Je vous ai souvent dit que nous ne devons jamais oublier pourquoi nous sommes ici, pourquoi nous sommes venus, quel est notre but. Car, si nous l'oublions, notre vie, au lieu d'être pleine de sens et vraiment sainte, deviendra insignifiante, vaine... et inutile. Si notre esprit et notre cœur ne tendent pas vers l'"ultime", vers le moment de la rencontre avec le Dieu Vivant pour la vie éternelle en Lui et avec Lui, notre vie devient banale, nous nous disputons pour des détails, nous oublions ce qui est grand et gâchons notre disposition intérieure pour des futilités.

Je suis reconnaissant à Dieu pour tout ce qu'Il nous a déjà donné et je voudrais que, vous tous, vous gardiez vraiment dans votre conscience le don que Dieu nous a fait en réponse à la prière de Silouane. L'Evangile selon Matthieu se termine par un commandement :

"Allez, enseignez toutes les nations, les baptisant au nom du Père, du Fils, et du Saint-Esprit, leur apprenant à garder tout ce que Je vous ai commandé. Et voici, Je suis avec vous tous les jours jusqu'à la fin du monde" (Matthieu 28, 19-20).

Vous voyez comment raisonnait, comment pensait le Christ.
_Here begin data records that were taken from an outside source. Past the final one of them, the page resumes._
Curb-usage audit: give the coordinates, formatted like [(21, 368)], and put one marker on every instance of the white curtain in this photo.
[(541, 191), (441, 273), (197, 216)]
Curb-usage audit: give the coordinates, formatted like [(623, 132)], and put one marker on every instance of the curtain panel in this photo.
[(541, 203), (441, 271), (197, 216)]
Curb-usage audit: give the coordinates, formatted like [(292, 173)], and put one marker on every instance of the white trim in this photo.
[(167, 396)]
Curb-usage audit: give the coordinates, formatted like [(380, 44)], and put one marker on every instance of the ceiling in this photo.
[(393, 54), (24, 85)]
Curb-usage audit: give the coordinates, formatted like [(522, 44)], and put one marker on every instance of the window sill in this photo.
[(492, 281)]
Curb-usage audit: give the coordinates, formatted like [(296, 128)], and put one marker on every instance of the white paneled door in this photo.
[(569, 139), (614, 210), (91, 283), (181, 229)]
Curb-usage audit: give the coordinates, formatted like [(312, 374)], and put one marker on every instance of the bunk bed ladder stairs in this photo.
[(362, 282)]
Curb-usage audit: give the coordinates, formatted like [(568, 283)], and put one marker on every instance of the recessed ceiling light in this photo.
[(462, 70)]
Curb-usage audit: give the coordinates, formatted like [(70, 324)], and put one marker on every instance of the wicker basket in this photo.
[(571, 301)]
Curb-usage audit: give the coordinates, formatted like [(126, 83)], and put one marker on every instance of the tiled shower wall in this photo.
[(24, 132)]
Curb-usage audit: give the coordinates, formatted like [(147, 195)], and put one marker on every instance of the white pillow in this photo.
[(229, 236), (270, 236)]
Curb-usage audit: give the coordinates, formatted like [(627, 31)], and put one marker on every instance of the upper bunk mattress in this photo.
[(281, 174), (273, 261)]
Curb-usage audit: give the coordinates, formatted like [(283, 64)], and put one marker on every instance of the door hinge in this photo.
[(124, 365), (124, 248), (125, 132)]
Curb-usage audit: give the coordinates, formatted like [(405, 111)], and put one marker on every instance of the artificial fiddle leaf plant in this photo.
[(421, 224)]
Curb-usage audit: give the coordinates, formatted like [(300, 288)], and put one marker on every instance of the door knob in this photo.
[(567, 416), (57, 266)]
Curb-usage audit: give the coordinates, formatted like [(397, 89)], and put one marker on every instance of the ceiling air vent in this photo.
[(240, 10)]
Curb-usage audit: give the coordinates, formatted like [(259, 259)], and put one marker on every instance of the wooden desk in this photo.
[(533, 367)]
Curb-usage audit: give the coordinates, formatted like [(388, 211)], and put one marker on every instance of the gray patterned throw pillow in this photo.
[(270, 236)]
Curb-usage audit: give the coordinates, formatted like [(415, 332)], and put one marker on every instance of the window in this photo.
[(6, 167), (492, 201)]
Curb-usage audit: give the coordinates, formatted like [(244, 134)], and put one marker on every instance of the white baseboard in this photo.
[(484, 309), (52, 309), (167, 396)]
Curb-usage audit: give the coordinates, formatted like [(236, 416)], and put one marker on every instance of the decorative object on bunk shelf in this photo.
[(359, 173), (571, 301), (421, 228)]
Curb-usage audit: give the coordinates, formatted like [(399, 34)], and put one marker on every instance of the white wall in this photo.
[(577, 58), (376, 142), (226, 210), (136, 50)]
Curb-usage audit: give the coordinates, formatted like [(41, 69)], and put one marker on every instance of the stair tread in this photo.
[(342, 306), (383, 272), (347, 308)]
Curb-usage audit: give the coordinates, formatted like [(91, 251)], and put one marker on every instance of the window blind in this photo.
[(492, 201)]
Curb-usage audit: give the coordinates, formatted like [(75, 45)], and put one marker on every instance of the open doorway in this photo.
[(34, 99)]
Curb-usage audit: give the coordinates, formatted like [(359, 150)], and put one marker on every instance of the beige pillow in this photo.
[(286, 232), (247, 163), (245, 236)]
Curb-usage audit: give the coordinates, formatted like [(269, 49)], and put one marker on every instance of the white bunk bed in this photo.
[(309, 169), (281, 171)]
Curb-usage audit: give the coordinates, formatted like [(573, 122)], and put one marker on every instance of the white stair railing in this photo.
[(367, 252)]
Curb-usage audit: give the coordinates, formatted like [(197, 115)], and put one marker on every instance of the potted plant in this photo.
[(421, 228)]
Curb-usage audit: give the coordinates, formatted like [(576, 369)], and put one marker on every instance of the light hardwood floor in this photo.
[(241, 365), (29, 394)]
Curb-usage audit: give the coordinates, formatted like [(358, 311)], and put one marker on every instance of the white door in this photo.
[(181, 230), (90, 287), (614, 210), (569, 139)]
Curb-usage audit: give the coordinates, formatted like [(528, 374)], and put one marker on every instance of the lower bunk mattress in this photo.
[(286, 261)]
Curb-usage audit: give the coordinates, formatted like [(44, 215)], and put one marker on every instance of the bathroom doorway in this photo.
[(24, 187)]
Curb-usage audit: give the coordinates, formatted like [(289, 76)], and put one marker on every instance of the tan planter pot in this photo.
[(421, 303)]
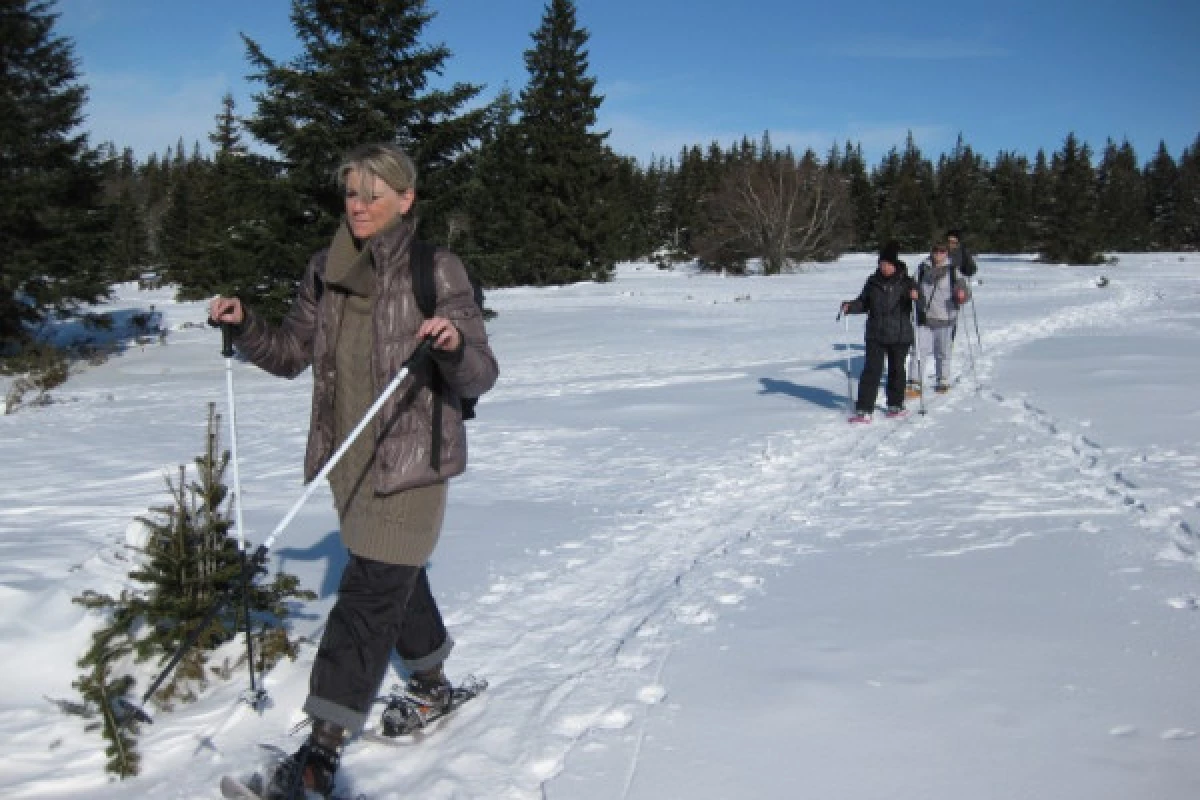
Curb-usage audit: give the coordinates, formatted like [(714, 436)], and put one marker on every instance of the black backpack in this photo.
[(421, 265)]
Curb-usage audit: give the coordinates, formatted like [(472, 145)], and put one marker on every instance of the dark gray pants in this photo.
[(873, 371), (379, 607)]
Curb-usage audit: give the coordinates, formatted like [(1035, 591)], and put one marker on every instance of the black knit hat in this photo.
[(891, 253)]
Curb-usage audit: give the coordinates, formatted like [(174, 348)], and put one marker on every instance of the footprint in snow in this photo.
[(1179, 734), (1187, 602), (652, 695)]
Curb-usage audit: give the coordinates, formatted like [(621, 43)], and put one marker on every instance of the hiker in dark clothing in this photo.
[(960, 259), (887, 300)]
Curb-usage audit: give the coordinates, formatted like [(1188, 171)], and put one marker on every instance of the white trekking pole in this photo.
[(921, 364), (845, 349), (257, 561), (257, 696), (975, 316), (975, 376)]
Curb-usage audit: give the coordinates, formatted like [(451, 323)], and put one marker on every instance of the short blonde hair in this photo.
[(385, 161)]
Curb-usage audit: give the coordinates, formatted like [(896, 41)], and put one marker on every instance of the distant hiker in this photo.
[(887, 301), (942, 293), (960, 258), (354, 320)]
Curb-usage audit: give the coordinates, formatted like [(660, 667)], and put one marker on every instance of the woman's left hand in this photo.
[(444, 334)]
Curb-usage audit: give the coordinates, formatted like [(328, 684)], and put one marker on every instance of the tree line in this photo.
[(523, 187)]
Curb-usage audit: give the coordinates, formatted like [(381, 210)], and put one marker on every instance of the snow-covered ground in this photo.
[(681, 570)]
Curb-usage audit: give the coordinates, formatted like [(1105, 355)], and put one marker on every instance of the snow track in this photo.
[(628, 501)]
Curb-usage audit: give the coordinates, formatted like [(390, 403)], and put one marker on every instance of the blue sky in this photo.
[(1009, 74)]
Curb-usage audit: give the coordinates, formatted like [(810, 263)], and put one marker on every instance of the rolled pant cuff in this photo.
[(335, 714), (432, 660)]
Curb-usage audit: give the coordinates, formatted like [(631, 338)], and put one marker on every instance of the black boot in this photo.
[(311, 768)]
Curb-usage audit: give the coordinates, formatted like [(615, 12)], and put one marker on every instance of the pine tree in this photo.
[(130, 246), (1071, 235), (1012, 202), (53, 226), (1042, 188), (964, 197), (495, 235), (1187, 220), (1121, 199), (569, 226), (1162, 179), (862, 197), (190, 560), (363, 78), (904, 190)]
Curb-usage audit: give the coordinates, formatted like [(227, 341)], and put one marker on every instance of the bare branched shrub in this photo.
[(777, 209)]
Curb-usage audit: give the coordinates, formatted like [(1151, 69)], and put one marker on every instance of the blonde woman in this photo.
[(355, 320)]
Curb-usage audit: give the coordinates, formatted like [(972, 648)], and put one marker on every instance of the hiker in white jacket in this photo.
[(942, 292)]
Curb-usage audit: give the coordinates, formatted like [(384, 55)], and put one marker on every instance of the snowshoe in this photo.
[(306, 774), (420, 702)]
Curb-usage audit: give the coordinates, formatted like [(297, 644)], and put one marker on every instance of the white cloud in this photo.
[(150, 114), (634, 136), (923, 49)]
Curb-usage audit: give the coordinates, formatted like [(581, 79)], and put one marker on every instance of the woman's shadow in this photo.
[(817, 395), (329, 549)]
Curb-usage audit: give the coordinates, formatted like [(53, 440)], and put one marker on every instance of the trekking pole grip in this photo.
[(226, 336)]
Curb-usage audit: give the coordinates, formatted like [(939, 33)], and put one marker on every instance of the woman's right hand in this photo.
[(226, 311)]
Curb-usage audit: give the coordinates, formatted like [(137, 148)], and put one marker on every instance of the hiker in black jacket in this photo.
[(960, 259), (887, 300)]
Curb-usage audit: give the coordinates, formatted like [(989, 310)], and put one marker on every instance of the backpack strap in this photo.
[(420, 265)]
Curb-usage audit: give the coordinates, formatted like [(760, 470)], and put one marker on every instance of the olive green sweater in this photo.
[(399, 528)]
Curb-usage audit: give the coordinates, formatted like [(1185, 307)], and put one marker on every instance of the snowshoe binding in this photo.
[(306, 774), (424, 701)]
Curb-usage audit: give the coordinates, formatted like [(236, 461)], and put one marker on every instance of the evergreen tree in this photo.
[(53, 224), (1012, 202), (1071, 235), (190, 561), (862, 197), (1042, 188), (1187, 220), (363, 77), (570, 226), (1162, 179), (130, 247), (495, 236), (904, 187), (1121, 199), (964, 197)]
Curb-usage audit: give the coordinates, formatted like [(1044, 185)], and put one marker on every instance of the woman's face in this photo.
[(370, 215)]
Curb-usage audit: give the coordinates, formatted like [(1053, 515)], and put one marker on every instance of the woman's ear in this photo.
[(407, 198)]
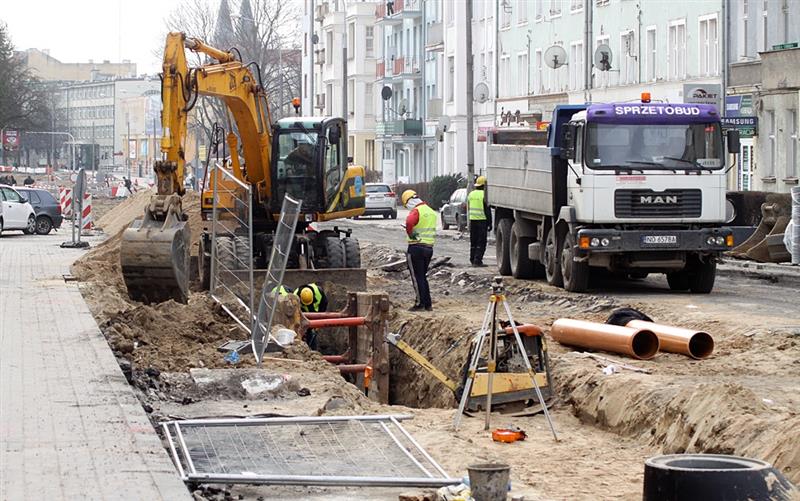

Avant de quitter Ses disciples et de monter vers le Père, Il a prononcé ces paroles: "Allez, enseignez toutes les nations". Voilà pourquoi notre petite communauté m'est si chère: c'est parce que chez nous il y a une certaine orientation vers ce but: "toutes les nations".

Mais ce progrès, comme l'expérience nous l'a déjà montré ici, n'est pas, et de loin, accessible à la pensée de nombreuses personnes, même pieuses, leur tendance étant souvent de considérer ce qui est le plus "bas".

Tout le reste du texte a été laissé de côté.